Soak for 8 hours (or overnight). Throw away the water, refill and boil for 30 minutes...Hmmm! Drain, refill and boil for 1 hour 30 minutes... I see... Dispose of the water again. My god this is like cooking raw tripe. Who could of guessed? Noone but that I suppose is the reason why one should at least cast an eye over the instructions.
Well back to the drawing board. Soaked, boiled, boiied again. Cooked a third time with garlic, chilli, fresh ginger, leeks, carrots, onions, shallots, diced swede, white cabbage, shredded spring greens, diced parsnips, you get the picture, I was going to dispose of all the left over veg together with the soya in one enormous great soup or vegetable hotpot. The results sadly still wern't quite right, so in went fish sauce and chopped frozen basa....
At last. Delicious! Well I thought so. My wife and son wouldn't touch it.
I shan't be buying dried soya chunks again. I've done my best.

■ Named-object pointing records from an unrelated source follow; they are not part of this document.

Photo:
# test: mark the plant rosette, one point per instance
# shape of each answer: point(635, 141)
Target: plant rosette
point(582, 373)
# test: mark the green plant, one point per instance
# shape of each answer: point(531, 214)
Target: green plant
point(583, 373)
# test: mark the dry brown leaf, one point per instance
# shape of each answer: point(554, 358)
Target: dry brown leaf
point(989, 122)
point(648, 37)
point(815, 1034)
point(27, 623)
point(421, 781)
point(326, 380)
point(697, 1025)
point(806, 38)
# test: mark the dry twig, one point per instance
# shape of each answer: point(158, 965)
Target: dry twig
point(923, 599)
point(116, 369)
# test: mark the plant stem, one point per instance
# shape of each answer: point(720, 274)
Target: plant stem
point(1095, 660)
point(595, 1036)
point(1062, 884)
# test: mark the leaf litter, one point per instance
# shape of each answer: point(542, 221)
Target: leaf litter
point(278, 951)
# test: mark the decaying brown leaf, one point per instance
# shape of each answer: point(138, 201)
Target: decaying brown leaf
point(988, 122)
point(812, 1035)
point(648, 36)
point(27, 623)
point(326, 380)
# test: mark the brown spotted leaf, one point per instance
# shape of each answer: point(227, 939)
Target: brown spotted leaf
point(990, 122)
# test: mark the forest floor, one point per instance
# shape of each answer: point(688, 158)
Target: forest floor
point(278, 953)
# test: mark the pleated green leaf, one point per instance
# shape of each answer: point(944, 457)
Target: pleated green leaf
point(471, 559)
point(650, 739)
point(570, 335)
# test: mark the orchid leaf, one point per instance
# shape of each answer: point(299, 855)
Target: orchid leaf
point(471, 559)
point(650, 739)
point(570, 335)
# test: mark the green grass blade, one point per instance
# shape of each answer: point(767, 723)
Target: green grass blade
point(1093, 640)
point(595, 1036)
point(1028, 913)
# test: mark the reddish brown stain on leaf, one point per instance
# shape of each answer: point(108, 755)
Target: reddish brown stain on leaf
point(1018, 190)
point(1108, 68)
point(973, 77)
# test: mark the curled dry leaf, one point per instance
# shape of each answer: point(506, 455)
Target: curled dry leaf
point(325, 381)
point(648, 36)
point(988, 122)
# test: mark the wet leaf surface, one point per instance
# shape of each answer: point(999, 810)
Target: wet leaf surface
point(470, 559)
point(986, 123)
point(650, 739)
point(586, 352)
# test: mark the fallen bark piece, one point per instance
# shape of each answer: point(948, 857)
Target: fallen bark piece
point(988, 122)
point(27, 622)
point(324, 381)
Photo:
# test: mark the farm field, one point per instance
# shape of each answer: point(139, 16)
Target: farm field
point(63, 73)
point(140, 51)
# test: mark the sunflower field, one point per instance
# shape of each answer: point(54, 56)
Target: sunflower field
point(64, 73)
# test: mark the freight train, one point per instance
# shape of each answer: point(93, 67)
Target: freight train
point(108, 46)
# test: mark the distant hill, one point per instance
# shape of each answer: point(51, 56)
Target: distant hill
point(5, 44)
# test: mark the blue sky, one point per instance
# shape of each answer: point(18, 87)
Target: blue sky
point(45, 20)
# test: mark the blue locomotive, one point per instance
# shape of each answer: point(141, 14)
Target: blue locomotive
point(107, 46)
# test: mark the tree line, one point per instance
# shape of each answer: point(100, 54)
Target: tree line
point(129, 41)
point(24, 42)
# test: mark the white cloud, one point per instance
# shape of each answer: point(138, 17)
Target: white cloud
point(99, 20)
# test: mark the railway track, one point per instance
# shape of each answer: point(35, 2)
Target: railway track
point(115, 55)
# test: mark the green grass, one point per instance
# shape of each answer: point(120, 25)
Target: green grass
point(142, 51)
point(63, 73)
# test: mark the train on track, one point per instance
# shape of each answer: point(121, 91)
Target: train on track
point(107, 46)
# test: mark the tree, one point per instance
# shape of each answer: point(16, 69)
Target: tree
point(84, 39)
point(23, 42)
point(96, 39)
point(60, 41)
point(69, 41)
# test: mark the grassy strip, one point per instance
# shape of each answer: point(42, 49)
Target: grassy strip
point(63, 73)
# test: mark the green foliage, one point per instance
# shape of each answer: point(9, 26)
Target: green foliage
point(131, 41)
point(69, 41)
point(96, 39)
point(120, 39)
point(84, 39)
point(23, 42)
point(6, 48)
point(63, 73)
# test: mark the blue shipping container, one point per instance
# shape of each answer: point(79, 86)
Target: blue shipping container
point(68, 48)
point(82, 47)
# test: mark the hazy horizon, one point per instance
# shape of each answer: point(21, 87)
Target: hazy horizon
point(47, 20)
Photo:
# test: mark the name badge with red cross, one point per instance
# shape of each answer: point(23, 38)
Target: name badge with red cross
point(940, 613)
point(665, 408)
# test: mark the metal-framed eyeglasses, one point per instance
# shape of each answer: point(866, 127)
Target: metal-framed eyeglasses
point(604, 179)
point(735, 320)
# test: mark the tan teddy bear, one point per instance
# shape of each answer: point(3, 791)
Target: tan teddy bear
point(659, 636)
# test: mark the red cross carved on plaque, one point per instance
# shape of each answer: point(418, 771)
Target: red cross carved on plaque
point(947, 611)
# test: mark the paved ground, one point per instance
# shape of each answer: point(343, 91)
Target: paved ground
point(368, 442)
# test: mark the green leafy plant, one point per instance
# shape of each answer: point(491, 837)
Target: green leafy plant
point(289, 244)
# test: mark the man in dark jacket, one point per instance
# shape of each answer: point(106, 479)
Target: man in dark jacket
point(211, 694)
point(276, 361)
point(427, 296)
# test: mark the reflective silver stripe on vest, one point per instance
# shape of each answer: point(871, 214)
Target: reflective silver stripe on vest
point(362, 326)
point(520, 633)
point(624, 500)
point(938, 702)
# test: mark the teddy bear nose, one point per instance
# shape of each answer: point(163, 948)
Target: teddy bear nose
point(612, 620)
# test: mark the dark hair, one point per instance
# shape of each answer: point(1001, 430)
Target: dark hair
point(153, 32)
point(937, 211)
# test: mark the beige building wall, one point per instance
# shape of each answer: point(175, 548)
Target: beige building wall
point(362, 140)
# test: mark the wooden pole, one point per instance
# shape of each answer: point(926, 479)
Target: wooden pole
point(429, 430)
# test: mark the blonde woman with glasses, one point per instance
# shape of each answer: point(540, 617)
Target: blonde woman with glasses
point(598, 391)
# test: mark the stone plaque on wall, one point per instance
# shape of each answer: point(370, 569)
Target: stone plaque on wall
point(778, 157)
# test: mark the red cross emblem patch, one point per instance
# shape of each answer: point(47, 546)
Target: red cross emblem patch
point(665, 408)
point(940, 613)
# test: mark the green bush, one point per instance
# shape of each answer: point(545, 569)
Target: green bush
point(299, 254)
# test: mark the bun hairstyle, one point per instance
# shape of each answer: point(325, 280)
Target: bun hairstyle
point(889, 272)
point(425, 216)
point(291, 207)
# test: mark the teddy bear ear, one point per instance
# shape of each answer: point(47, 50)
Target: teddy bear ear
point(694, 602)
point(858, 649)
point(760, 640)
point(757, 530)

I met the challenge, nothing was wasted (what about the water, the gas and your time a small voice whispers, what ab out the wasted cupboard space a slightly louder voice, which might have been that of my wife, responds) but I'd ended up using fish to make the dish palatable which I could have done without the soya, indeed without the soya I would have had a very acceptable vegetable soup on its own.